1. Exploração de instalações portuárias dentro dos portos organizados, por meio de arrendamentos, precedidos de licitação (Landlord Port). Este é o modelo de todos os portos públicos do Brasil. Especialmente depois da Lei nº 8.630/1933, que possibilitou que os portos públicos fossem transferindo a operação portuária ao setor privado, através de arrendamentos, passando a se ocupar somente da administração do porto e de investimentos em infraestruturas de uso comum no empreendimento; 
 
2. Exploração de Terminais de Uso Privado (TUP), fora dos portos organizados, para movimentação de cargas, mediante autorização do Poder Concedente (Fully Privatized Port).
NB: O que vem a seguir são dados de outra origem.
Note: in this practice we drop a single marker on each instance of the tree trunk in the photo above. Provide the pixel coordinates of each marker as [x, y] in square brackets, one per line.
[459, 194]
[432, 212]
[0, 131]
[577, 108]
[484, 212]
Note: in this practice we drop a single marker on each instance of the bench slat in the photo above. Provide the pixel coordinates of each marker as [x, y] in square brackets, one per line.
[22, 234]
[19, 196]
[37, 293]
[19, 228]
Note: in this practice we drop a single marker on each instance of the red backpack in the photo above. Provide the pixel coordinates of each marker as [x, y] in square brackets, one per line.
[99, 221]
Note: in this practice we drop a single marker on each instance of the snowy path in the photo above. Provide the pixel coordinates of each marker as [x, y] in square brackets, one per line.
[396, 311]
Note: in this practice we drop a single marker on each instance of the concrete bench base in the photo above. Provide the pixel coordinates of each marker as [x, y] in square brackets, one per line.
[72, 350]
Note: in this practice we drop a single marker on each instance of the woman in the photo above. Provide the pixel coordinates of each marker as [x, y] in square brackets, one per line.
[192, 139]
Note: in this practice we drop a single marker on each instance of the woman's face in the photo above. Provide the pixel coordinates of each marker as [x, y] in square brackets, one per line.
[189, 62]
O Porto de Itapoá, que funciona também na Baía da Babitonga, (onde se situa o Porto de São Francisco do Sul), é o terceiro do Brasil em movimentação de cargas, e é um exemplo de TUP bem sucedido; 
 
3. Exploração de instalações portuárias dentro dos portos organizados, mediante autorização a operadores portuários pré-qualificados sem exclusividade sobre o uso das instalações (chamado de Tool Port). Este modelo é o do Porto de Recife, em Pernambuco, por exemplo. 
 
Nos inúmeros aspectos que devem ser levados em conta no debate sobre privatização dos portos catarinenses, um deles é a questão do preço. Não há, pelo menos publicamente, uma previsão sobre qual valor o Porto de São Francisco de Sul seria colocado à venda. Mas é fácil prever de que seria um valor bastante abaixo do seu valor efetivo, como em regra têm sido as privatizações no Brasil. Para efeito de comparação, podemos tomar a BR Distribuidora, cujo controle acionário foi vendido pela Petrobras, como exemplo recente. É a maior distribuidora de derivados de petróleo do país, com cerca de 30% do mercado de combustíveis e lubrificantes. Possui quase oito mil postos de venda e atua em 99 aeroportos. Com o negócio, o governo entregou o controle do terceiro maior mercado de combustíveis do planeta, que perde apenas para EUA e China. 
 
Isso por cerca de R$ 9,6 bilhões, em torno de US$2,5 bilhões (ao câmbio da época, hoje seria menos), uma mixaria considerando o mercado de petróleo e o faturamento da BR Distribuidora. Não se sabe quem foi o investidor “estratégico” que comprou a BR Distribuidora. Alguns especialistas neste tipo de mercado acham que foi a SHELL, que teve participação ativa no golpe de 2016 no Brasil. Até 2017 a Petrobras era a única proprietária da BR, ano em que vendeu 29% das ações. Agora os investidores privados têm a maioria das ações da distribuidora de combustíveis, na prática, a BR foi privatizada. 
 
O valor de venda da BR Distribuidora (R$ 9,6 bilhões), já foi devolvido em boa parte com o lucro líquido de 2020, de R$ 3,9 bilhões. Ou seja, só no primeiro ano de funcionamento com controle privado, o lucro líquido da empresa já cobriu 41% do preço de compra. É um verdadeiro negócio da China. Possivelmente as empresas que adquiriram a BR Distribuidora contaram com crédito público e financiamento facilitado.
 
Voltando ao Porto de São Francisco do Sul, como foi registrado, não há ainda nenhuma informação pública sobre o seu preço de venda. O mesmo ocorre com o Porto de Imbituba. Mas se para uma BR Distribuidora foram R$ 2,5 bilhões, pode-se imaginar que os valores que serão estabelecidos para os Portos de São Francisco do Sul e Imbituba, serão irrisórios. Mas a questão do preço dos ativos públicos será a menos importante. Existem dezenas de outras razões pelas quais um patrimônio destes não deve ser entregue ao setor privado. O Escritório Regional do DIEESE em Santa Catarina, inclusive, está elaborando, ao longo de março, um estudo, no qual boa parte dessas razões estão sendo elencadas.